TrainerLN In reply to Trinosaur [2014-03-04 04:41:26 +0000 UTC]
Okay, first of all I want to say I've been enjoying your watercolors since you started posting them. They're pretty fab, and your color pallets are awesome as well (also, kudos on getting to sell your art!).
One area I think you could improve in (based on this particular picture at any rate) is the "cleanliness" of your coloring, so to speak. Not to be confused with having a muddy pallet or messy lines or anything like that, both those things are quite lovely in your work as a whole.
I'm talking in particular about the quality of your shadows and the places where the paint "leaked" into spots its not supposed to be. Its less apparent in your paintings where you have many, many layers of color, but because you've only really got two colors here it jumps out. One way I've discovered to fix that is to continue working the painting while its still wet. Just a little bit before what you might describe as "tacky" is when I get the best results (I can only assume you painted a base layer of pink, let it dry and then did the shadow since that's the look I usually get when I use that method to paint).
Another fancy trick is if your paint bleeds outside the lines, as long as its not completely dried out, you can actually erase it by rubbing the spot away with a slightly damp brush. Doing that when the wash is just a little tacky gets the best results, I find, though you can absolutely do it as soon as it happens as long as you're careful.

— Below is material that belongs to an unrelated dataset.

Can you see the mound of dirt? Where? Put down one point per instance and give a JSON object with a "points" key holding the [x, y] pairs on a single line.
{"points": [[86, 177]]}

Last thing I wanted to mention was your digital clean up, which is something I find endlessly frustrating to get right myself. I recently found that using the Levels menu to bump up the white just enough to take away the grain of the paper in the negative space works fabulously. And if it washes out your colors, pushing the saturation up in kind seems to fix it (in my experience, anyway). Alternatively, selecting the negative space with the magic wand tool and just deleting it works as well, but only if you've been good about not having holes in your lineart (a bit of lasso tool shenanigans will reverse it if the magic wand selects a white portion of your subject).
Hopefully I haven't come off as condescending or nasty or anything (I promise it wasn't my intention if I have), I just had a really hardcore professor who taught me how to paint, and some of the tricks he taught blew my mind with how different the finished piece wound up looking from my usual.
Anyway, like I said, I'm really enjoying seeing your paintings and watching you refine your technique, and I can't wait to see more.